Cary Group is committed to reducing its carbon footprint to meet the targets set by the Science Based Targets initiative, an international framework that validates emissions reduction trajectories compatible with the Paris Agreement. The tool chosen by Cary Group is Internal Carbon Pricing (ICP).
Previously, Cary Group offset its greenhouse gas emissions by financing projects external to its business, such as tree planting or the installation of wind turbines in developing countries, with no real impact on its own emissions. Now, the company charges its own entities across Europe (Sweden, Portugal, UK, Denmark) for their emissions, and reinvests these funds in internal carbon-reduction projects. The money raised in 2025 has, for example, been used to install solar panels on its Swedish and Portuguese sites, thus acting at the source of greenhouse gas emissions. In the UK, fast-charging stations have been installed, with the aim of switching employees to a fleet of electric vehicles. Finally, the Swedish company has invested heavily in more precise paint spraying tools in Denmark and Sweden, thus reducing the quantity of solvents used.

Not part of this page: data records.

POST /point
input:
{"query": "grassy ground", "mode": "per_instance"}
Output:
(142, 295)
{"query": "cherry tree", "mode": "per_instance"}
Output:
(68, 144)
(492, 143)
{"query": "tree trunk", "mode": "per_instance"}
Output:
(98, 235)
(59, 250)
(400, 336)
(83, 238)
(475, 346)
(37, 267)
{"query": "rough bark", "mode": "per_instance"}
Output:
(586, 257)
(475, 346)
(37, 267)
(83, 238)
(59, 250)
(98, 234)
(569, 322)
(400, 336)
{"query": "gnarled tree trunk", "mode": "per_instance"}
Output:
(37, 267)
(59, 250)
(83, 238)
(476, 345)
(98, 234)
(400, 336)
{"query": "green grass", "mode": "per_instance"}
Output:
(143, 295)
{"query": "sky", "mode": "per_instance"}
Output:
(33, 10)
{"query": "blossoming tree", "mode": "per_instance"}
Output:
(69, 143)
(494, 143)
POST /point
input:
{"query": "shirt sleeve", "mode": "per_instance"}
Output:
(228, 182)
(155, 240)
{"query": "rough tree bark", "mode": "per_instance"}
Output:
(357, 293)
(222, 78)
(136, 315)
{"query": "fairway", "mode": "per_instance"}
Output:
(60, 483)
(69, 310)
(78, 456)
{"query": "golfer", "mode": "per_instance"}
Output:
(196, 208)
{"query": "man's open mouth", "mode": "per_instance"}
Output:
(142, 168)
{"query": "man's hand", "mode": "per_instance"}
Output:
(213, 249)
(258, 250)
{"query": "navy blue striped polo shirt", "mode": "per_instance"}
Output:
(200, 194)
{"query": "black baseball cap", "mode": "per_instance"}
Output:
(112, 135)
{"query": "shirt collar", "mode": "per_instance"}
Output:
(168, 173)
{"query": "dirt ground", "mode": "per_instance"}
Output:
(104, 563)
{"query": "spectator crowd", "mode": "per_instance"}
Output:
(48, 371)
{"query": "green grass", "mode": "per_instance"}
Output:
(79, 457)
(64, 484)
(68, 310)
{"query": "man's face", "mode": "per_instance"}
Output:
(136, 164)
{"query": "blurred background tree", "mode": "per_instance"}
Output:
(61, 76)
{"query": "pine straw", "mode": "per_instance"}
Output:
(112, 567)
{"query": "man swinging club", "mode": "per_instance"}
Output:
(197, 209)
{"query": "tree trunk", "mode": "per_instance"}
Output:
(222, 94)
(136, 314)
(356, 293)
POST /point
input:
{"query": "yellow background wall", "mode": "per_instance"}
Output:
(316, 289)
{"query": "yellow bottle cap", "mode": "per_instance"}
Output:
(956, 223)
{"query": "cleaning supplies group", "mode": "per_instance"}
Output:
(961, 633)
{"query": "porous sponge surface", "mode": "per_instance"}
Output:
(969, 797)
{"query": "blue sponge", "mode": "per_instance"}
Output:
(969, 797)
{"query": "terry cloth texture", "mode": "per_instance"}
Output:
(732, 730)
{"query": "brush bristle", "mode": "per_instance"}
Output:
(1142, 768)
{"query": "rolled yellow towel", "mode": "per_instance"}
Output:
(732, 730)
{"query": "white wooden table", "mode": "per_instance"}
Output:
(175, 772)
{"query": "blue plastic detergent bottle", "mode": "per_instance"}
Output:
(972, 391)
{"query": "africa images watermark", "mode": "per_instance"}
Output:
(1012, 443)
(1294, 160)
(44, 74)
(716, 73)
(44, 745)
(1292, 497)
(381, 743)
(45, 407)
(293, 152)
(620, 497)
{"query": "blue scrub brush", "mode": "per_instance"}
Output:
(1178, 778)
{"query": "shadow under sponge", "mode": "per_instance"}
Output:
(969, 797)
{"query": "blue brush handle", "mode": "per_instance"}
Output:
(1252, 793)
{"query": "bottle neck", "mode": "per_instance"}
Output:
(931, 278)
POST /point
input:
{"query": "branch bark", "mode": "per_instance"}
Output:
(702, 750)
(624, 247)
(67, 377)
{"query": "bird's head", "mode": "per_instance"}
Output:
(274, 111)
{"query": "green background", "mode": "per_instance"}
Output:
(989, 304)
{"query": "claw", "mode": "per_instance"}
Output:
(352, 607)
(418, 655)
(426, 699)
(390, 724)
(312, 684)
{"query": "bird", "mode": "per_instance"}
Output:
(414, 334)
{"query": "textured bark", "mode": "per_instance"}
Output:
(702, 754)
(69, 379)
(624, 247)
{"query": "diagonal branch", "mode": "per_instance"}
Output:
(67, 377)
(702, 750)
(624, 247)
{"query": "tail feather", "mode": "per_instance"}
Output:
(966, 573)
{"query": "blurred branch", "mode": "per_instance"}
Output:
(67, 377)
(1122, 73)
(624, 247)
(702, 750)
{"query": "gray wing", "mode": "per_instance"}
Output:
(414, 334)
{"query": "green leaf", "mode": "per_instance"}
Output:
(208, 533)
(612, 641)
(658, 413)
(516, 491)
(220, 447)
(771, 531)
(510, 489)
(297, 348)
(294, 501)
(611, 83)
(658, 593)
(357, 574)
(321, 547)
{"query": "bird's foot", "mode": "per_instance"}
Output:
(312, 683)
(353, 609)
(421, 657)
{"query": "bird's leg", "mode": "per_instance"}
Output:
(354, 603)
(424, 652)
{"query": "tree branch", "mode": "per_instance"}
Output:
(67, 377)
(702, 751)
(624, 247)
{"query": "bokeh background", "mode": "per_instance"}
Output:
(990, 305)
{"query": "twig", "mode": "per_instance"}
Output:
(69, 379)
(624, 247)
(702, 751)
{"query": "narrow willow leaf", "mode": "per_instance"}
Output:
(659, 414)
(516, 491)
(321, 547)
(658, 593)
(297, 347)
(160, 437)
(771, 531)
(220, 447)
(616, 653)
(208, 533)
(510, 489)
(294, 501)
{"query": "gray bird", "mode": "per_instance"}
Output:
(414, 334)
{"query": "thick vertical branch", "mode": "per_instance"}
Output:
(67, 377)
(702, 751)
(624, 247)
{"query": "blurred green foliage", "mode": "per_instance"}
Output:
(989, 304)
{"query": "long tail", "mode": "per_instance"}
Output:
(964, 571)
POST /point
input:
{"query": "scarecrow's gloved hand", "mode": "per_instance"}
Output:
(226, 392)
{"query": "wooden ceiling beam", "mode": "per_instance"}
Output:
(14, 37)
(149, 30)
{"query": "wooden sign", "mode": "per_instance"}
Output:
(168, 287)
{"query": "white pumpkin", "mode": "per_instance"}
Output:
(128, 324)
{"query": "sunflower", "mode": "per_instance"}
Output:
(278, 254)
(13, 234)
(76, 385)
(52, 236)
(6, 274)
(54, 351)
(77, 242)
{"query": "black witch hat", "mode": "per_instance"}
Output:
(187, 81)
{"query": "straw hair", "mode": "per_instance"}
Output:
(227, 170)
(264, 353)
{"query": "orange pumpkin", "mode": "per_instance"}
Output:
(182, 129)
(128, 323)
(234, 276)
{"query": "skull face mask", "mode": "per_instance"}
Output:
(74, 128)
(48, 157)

In the medium and long term, this choice will enable us to tangibly measure each site's efforts to reduce its carbon footprint. "We are extremely pleased with the results of the internal carbon pricing initiative. It's inspiring to see how the various Cary Group entities have used the funding for projects with a direct impact on reducing emissions," enthused Helene Gustafsson, Cary Group Communications Director.